Where? Bohol, Malapascua, elsewhere?

Malapascua. Seems to be fashionable to pan the place now, but I had a fantastic year or so working there in 2006.

Grae
 
1. Photographing a cuttle fish I looked up after taking my shot while I waited for the 8080 to save the picture. As I watched the cuttle fish emulated the flash going from the dark red colour of the reef we were on to a bright, almost luminous, cream, then back to the mottled red. :D:D
I took another picture and 2 seconds later the cuttle fish did it again. An incredible ability to mimic something it may never have encountered before, one of the few times I wished I had a video camera, but then there would have been no flash.

2. A night dive in the BVI. A strobe was lowered down before we entered the water. My buddy and I were first into the water and as I rolled over to start my descent I could see the wreck of the Rhone some 80 feet below in the flash of the strobe. I switched off my light and the descent was like flying in the dark down to the wreck in freefall with the details of the wreck getting clearer in each flash of the strobe as we descended. It was almost a pity when the rest of the group arrived and their lights broke the spell. :D:D
 
A couple of weeks ago, in Cozumel, my wife had just surfaced with the DM. She turned to him and asked the same question: "What's the best thing you've seen in all your dives?" He thought for a moment and said... "You."

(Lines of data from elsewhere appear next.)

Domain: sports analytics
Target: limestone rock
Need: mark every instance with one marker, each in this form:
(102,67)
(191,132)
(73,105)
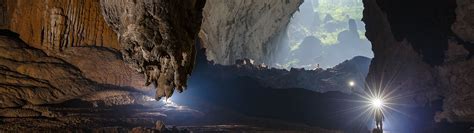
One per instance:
(57,24)
(240,29)
(103,65)
(29,76)
(157,38)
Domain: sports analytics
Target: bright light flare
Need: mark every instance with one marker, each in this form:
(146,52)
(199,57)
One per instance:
(351,83)
(377,103)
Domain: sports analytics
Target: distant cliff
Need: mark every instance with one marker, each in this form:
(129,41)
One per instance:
(240,29)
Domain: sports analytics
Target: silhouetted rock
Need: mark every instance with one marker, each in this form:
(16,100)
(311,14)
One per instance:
(157,39)
(239,29)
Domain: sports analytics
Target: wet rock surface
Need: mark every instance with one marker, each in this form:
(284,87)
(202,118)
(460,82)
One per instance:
(157,39)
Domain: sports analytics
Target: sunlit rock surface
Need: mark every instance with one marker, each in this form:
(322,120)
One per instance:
(240,29)
(423,52)
(157,38)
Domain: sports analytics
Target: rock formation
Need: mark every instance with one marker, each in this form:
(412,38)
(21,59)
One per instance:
(57,24)
(240,29)
(157,38)
(423,54)
(318,80)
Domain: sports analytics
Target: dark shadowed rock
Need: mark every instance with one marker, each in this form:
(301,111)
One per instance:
(157,38)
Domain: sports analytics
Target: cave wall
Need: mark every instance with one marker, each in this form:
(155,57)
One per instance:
(423,52)
(157,38)
(240,29)
(57,24)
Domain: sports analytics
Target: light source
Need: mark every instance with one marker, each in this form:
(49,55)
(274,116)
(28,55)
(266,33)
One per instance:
(351,83)
(377,103)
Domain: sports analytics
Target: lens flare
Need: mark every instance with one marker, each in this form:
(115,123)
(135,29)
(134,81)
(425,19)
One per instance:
(377,103)
(351,83)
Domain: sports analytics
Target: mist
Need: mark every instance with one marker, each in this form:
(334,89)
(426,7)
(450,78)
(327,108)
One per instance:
(322,34)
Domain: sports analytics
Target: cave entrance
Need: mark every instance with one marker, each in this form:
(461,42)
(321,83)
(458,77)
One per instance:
(323,34)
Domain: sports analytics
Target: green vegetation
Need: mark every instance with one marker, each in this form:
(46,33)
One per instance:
(319,25)
(340,10)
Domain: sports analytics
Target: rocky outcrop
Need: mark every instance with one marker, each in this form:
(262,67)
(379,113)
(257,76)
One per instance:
(57,24)
(318,80)
(423,54)
(29,76)
(157,38)
(240,29)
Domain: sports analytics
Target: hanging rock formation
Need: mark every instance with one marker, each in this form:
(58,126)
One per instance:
(423,51)
(240,29)
(157,38)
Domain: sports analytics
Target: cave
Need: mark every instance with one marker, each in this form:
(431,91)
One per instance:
(237,66)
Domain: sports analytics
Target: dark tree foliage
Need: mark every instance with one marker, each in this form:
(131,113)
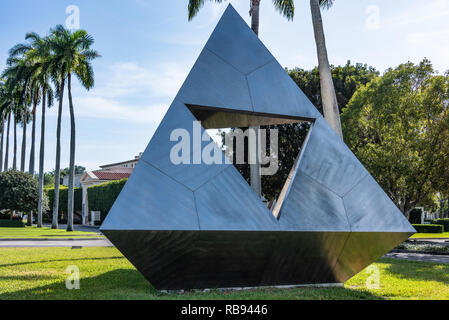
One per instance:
(18,191)
(347,79)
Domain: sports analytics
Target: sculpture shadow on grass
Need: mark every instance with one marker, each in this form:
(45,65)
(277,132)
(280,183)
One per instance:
(417,270)
(55,260)
(115,284)
(129,284)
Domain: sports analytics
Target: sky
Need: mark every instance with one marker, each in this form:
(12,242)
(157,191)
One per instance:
(147,48)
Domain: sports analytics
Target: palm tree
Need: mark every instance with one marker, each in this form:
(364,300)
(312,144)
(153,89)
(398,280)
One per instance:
(328,96)
(37,52)
(72,52)
(2,133)
(287,9)
(18,74)
(5,112)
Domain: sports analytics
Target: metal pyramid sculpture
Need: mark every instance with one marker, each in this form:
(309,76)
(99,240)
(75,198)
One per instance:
(202,226)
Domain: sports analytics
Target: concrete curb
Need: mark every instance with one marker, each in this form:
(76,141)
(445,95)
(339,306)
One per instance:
(50,239)
(420,252)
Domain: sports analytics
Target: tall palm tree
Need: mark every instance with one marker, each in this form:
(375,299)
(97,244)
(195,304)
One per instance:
(37,52)
(287,9)
(6,105)
(2,133)
(72,52)
(328,96)
(19,74)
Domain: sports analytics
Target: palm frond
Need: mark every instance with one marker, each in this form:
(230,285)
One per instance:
(326,4)
(195,5)
(285,7)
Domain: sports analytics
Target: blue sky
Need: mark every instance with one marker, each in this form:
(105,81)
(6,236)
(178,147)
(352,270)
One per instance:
(147,50)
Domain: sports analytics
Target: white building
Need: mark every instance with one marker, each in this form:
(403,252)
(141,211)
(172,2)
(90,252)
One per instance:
(108,172)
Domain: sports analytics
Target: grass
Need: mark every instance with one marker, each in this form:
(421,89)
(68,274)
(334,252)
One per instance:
(34,232)
(39,273)
(430,235)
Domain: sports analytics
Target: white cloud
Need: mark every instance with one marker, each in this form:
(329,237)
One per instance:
(104,108)
(425,11)
(128,79)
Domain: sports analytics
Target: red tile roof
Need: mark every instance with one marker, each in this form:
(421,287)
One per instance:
(111,175)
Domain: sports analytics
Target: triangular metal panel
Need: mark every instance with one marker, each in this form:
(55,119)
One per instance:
(274,91)
(227,202)
(329,161)
(213,82)
(234,42)
(157,153)
(370,209)
(146,203)
(310,206)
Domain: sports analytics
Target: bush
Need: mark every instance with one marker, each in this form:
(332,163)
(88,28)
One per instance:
(101,197)
(12,223)
(428,228)
(19,191)
(63,198)
(443,222)
(63,202)
(415,216)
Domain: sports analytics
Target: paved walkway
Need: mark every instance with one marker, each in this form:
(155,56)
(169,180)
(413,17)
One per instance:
(103,242)
(418,257)
(78,227)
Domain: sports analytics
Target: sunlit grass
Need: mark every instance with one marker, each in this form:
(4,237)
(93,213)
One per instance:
(39,273)
(34,232)
(430,235)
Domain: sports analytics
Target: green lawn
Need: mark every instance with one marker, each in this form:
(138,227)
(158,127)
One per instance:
(33,232)
(39,273)
(430,235)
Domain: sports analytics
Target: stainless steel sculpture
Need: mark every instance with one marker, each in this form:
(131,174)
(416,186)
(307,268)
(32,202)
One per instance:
(202,226)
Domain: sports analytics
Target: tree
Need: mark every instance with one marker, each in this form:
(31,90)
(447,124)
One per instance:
(398,126)
(37,52)
(347,78)
(19,191)
(72,53)
(329,98)
(287,9)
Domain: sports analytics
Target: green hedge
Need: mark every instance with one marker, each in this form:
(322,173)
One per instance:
(443,222)
(101,197)
(11,223)
(63,198)
(415,216)
(428,228)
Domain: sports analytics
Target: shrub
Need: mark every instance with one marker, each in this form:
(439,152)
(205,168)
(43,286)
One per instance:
(428,228)
(19,191)
(12,223)
(101,197)
(443,222)
(415,216)
(63,198)
(63,202)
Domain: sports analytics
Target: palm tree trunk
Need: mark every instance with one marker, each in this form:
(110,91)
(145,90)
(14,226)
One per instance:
(5,167)
(72,158)
(328,96)
(2,132)
(255,177)
(14,159)
(24,139)
(54,224)
(41,163)
(33,140)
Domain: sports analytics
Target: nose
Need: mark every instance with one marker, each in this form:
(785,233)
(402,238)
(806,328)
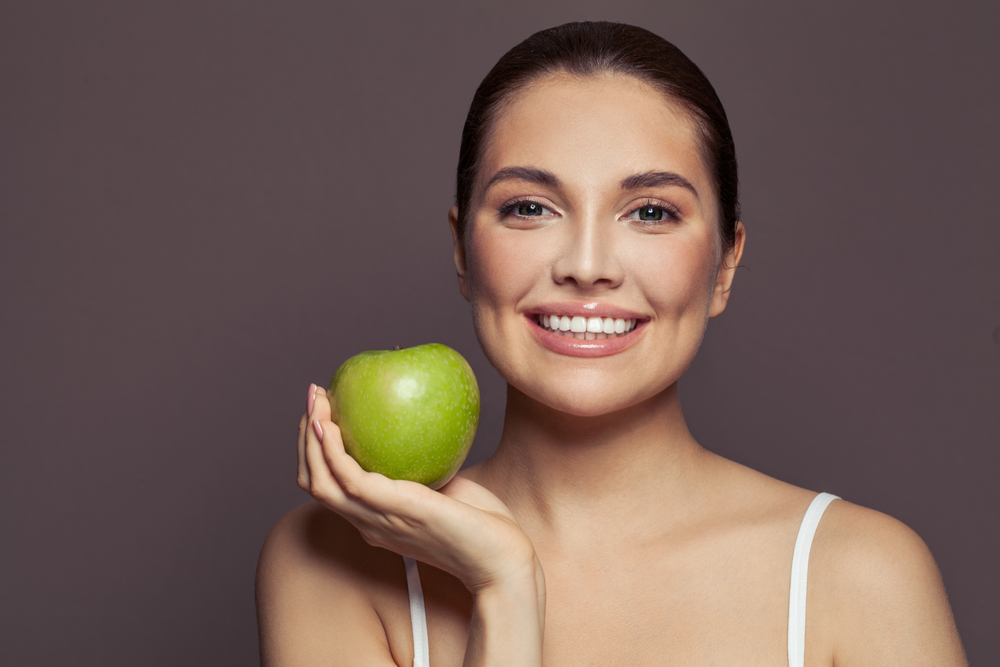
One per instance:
(588,257)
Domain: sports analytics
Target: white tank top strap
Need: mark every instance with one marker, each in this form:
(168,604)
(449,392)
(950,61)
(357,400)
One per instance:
(796,595)
(800,571)
(418,615)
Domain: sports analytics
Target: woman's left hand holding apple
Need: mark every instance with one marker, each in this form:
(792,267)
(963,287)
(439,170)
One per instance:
(463,529)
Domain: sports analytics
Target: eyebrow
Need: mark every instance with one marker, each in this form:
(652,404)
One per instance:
(652,179)
(649,179)
(530,174)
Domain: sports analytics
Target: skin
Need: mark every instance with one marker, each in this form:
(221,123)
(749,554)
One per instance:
(600,532)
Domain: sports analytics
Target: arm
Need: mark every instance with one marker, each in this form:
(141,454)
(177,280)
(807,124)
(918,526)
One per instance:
(883,595)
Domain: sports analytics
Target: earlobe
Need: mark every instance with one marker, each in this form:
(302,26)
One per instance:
(727,271)
(461,264)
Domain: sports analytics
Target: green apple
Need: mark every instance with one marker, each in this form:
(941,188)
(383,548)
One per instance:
(407,413)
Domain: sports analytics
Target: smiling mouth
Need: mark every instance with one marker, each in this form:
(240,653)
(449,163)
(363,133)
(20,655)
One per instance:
(587,328)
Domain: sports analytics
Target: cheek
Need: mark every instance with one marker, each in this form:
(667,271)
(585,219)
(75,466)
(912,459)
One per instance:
(500,264)
(677,279)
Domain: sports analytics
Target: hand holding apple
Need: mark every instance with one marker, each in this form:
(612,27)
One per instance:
(407,413)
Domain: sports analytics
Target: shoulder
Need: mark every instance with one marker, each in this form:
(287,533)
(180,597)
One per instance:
(876,593)
(323,593)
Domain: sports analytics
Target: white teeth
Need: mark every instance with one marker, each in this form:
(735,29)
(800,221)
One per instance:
(587,328)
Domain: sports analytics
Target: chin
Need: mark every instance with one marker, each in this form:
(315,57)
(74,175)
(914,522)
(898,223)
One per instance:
(586,401)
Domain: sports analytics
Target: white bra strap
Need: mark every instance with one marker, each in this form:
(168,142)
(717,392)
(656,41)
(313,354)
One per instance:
(418,615)
(800,570)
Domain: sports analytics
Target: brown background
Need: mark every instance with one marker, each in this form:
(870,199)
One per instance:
(207,205)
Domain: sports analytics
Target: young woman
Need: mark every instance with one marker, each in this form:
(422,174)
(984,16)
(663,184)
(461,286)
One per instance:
(596,232)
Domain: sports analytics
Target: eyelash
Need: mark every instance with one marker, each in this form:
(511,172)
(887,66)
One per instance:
(670,212)
(509,208)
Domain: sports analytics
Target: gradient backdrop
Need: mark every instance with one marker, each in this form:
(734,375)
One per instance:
(205,206)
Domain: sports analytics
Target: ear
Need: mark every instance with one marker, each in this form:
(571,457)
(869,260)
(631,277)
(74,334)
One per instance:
(727,271)
(461,265)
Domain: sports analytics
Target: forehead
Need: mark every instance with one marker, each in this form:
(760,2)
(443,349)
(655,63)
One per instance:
(595,131)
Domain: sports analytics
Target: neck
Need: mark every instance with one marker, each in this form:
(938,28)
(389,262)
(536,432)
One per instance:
(556,470)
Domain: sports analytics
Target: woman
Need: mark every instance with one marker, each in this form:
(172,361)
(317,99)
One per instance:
(596,231)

Biggest tip I've ever given to a DM.

Best thing I've seen in the water -- besides my wife? Probably a spotted eagle ray. So graceful, so majestic.
 
Mind you, I've only just begun this wonderful hobby, but here's mine:
On a dive in Roatan, following the divemaster, he stopped and pointed to the roof of a short swim through. AT first I thought he wanted us to go ahead and swim through. No, he was pointing to the biggest barracuda ever. This guy was at least 5 feet long and as big around as a telephone pole!. The DM said he'd been in that same spot for about 2 weeks.
 
My wife, Yellow Angel Fish, when she surfaced after her first dive where she really had mastered her buoyancy.

The expression on her face will be etched upon my mind forever . . . it was priceless.